Classique

L’OCG tendu vers l’avenir

L’orchestre genevois développe ses projets et son identité avec constance. Les fruits mûrissent

Vers quel horizon se dirige donc la silhouette d’Arie van Beek? De dos, en ombre chinoise, le chef de l’OCG semble observer un futur aux lueurs prometteuses. La couverture du programme de la prochaine saison a quelque chose de mystérieux. Et l’injonction est porteuse: «… Cultivons la différence!».

L’identité de l’Orchestre de chambre de Genève s’appuie donc maintenant sur un slogan. La singularité brandie en drapeau, les quarante musiciens et l’administration progressent vers un même but: la qualité, l’exigence et l’ambition associées à la simplicité comme à la convivialité. Des collaborations et projets transversaux sont aussi conçus dans une cohérence revendiquée. Le secrétaire général Andew J. Ferguson, le président de la fondation Alain Petitpierre et le chef Arie van Beek s’emploient à concrétiser leurs rêves communs.

«Depuis trois saisons, c’est une histoire d’amour qui s’est construite avec l’orchestre, déclare le directeur musical. Et j’ai eu la grande joie d’être renouvelé dans mes fonctions pour un mandat de trois ans», ajoute-t-il. Une reconnaissance à laquelle s’ajoute l’intégration de l’OCG à l’Association suisse des orchestres professionnels, depuis le début de l’année.

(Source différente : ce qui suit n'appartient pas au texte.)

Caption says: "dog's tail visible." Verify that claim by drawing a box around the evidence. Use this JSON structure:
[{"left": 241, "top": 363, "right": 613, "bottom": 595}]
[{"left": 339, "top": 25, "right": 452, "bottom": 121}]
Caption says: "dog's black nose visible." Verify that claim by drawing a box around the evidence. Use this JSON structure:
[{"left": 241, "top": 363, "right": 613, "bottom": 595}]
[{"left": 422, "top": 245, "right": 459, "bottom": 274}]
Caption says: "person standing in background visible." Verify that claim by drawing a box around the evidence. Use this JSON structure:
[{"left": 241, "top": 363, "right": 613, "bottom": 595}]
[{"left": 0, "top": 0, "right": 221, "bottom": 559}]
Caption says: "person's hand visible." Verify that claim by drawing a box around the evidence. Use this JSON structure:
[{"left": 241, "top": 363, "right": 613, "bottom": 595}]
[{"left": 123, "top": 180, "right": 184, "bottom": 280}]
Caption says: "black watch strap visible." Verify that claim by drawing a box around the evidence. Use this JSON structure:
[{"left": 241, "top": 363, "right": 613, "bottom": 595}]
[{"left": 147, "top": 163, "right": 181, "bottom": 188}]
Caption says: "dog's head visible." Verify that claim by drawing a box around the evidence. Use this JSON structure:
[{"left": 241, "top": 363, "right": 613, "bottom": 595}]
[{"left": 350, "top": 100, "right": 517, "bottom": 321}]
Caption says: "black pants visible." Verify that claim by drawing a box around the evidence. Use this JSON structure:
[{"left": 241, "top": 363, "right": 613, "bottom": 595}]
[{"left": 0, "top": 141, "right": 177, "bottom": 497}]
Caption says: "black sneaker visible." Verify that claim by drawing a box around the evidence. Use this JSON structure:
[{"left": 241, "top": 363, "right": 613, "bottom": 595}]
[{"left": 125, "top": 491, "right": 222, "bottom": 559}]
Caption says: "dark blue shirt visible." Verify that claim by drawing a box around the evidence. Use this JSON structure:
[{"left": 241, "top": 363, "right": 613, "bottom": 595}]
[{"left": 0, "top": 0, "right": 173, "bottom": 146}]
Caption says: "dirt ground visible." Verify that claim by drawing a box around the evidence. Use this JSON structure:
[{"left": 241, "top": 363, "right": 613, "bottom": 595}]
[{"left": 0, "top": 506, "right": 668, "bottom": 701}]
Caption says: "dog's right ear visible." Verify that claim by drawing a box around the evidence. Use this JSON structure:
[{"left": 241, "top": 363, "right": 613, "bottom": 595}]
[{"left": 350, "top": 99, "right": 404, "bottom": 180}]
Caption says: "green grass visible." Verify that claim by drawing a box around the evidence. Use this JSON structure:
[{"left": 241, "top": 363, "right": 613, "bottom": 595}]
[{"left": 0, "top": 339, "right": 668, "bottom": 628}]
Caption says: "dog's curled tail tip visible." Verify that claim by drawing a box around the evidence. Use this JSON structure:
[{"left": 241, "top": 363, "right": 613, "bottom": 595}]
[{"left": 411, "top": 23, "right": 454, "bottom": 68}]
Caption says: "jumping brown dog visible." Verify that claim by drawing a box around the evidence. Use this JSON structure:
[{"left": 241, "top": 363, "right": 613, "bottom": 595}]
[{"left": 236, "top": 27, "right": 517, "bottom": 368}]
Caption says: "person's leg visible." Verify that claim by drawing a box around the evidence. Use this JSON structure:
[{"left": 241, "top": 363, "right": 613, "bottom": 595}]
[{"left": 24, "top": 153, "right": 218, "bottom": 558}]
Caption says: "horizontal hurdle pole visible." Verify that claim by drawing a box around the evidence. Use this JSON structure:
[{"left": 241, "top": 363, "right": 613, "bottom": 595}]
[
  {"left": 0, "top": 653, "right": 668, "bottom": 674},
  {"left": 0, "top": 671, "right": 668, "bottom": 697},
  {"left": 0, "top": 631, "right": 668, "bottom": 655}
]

Les énergies sont positives et la solidité budgétaire résiste à la baisse de la manne publique. «2% sur 45% de subventions de notre budget général, c’est pour l’instant absorbable, même si ce n’est pas réjouissant», précise Andrew J. Ferguson. L’effectif instrumental se renouvelle peu à peu. Quand l’équilibre financier sera assez fort, l’OCG pourrait envisager de repartir en tournée, pour renforcer son rayonnement et resserrer les liens techniques, musicaux et humains de l’orchestre. «Nous y pensons», révèle Alain Petitpierre.

De la Russie à l’Amérique

Pour l’heure, le programme se décline dans les formes thématiques chères à Arie van Beek. Les tarifs des six concerts de soirée à l’abonnement (de 264 fr. à 162 fr.) ou à l’unité (de 50 à 15 fr. la place) s’avèrent attractifs. Et les programmes aussi. La Russie ouvrira les feux le 4 octobre avec Antonio Meneses au violoncelle, entre Prokofiev, Tchaïkovski, Chostakovitch et une création mondiale du Genevois Denis Schuler. L’Amérique fermera la marche avec des pièces de Gershwin, Copland et Cole Porter.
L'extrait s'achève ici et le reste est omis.